Now, the focus turns back to the diamond. Pham looked to be making up for lost time. On a day when his position-player teammates stuck to routine cage work, Pham hopped all around camp, a bat in his hands constantly. Pham was the only non-catcher on the back fields, where the pitchers throw, tracking during bullpen sessions. (He also made sure to track pitches during a brief visit to camp earlier in the week.)
"I need to get reacclimated to baseball," Pham said.
The first pitcher he stepped in against was Carlos Martinez.
"Ball," Pham said, spitting at an inside slider.
"Strike," he said a pitch later, after a fastball hit the outside edge.
Later, Pham dug in against Jack Flaherty, and soon told the rookie right-hander he noticed a tell in his delivery.
"He was tipping his pitches," Pham said. "He should never get hit like he did last year, not with stuff like he has."

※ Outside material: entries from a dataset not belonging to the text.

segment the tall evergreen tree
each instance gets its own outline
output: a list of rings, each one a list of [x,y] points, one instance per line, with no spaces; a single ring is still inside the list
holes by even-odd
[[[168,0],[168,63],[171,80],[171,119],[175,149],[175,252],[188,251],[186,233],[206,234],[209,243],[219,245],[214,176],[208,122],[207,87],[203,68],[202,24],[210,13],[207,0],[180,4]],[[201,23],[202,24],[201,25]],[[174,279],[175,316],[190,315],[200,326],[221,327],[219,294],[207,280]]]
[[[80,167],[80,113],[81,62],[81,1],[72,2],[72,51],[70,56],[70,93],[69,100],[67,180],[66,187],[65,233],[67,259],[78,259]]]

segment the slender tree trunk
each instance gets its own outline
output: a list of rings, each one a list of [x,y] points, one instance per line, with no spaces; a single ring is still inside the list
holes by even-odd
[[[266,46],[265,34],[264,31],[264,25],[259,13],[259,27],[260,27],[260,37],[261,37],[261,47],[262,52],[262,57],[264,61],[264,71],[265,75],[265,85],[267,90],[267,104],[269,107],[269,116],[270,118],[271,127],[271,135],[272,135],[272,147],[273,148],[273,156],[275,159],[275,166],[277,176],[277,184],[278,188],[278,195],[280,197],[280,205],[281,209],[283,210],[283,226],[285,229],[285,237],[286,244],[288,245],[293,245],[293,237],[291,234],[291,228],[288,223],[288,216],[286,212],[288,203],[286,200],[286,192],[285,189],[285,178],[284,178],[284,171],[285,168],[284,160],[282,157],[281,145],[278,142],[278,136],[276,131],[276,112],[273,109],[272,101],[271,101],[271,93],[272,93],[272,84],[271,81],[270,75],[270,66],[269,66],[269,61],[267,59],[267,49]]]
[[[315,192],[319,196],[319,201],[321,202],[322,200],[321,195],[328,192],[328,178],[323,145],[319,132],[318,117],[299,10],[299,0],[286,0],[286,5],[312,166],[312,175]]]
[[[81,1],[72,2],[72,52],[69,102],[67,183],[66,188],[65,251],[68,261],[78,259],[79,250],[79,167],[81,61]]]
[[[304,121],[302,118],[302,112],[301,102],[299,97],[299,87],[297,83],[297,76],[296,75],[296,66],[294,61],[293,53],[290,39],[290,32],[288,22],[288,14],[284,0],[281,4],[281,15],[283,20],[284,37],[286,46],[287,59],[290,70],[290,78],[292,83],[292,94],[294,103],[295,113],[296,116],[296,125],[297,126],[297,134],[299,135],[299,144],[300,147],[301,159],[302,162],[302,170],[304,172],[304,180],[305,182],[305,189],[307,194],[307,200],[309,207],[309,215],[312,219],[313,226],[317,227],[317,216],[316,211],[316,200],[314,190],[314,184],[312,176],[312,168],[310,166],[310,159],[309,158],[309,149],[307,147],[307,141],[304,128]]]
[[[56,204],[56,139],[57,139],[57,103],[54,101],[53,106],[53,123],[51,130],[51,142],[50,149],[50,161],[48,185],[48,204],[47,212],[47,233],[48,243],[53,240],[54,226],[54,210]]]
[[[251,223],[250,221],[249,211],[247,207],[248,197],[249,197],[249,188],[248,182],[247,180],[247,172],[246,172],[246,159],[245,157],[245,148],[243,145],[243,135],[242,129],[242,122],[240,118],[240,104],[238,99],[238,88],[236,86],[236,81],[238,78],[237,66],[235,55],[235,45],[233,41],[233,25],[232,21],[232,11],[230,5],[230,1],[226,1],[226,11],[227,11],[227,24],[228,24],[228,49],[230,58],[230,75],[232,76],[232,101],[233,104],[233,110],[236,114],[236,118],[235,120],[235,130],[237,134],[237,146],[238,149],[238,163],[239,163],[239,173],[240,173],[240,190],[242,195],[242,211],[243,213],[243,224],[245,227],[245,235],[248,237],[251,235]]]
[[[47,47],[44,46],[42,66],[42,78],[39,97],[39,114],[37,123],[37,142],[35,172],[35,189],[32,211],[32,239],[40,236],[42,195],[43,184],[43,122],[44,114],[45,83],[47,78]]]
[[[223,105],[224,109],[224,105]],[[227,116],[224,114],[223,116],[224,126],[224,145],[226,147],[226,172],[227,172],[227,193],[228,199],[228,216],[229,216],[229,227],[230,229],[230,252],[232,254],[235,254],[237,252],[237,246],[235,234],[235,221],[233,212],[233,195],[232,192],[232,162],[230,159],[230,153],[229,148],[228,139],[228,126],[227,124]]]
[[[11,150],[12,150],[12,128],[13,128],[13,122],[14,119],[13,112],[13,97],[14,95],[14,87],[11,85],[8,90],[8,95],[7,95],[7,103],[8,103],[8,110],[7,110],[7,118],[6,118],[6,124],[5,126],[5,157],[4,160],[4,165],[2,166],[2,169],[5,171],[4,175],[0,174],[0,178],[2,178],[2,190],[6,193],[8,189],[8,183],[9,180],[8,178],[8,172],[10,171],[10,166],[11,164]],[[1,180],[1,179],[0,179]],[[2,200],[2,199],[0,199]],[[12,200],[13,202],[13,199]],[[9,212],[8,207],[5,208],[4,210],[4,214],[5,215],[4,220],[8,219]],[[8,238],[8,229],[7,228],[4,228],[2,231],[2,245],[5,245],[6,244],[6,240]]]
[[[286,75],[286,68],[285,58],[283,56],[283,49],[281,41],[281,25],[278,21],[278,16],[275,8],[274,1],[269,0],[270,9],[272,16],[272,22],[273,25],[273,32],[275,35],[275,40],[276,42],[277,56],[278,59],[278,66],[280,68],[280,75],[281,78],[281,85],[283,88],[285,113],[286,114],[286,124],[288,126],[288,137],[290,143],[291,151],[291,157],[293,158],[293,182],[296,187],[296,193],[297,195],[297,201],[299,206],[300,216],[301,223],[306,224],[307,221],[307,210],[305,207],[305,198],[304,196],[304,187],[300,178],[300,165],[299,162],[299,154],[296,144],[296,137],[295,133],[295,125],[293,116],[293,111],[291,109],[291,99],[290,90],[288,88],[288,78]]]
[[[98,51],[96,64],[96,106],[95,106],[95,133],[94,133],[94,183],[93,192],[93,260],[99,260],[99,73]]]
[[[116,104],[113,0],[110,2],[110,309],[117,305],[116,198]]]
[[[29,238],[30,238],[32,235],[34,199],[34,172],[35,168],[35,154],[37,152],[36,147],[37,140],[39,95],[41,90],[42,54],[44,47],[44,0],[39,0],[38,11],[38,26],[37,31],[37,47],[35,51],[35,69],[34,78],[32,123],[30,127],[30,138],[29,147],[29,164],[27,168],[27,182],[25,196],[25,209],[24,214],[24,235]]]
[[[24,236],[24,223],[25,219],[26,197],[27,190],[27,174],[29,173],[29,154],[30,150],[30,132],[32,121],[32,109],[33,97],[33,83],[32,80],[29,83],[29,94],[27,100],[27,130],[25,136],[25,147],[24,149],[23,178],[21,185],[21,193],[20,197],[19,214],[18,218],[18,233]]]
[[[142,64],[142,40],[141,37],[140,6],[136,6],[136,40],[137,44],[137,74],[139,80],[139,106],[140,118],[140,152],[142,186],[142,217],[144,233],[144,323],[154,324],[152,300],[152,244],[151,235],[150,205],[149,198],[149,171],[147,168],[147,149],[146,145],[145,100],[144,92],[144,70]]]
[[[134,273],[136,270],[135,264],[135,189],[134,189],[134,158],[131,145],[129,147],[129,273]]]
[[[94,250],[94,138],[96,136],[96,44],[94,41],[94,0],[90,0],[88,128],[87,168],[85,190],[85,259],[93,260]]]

The first real swings of the spring should come Monday, when position players will participate in live batting practice as part of their first official workout. Pham said he adjusted that slightly, too, in between the treadmill races and pro football workouts that defined his offseason. Gone is a hitch in his hand load that made his swing less level. Still ringing loudly is Mozeliak's message, which came with a caveat, of sorts.
"He also told me to be smart about how I prepare," Pham said.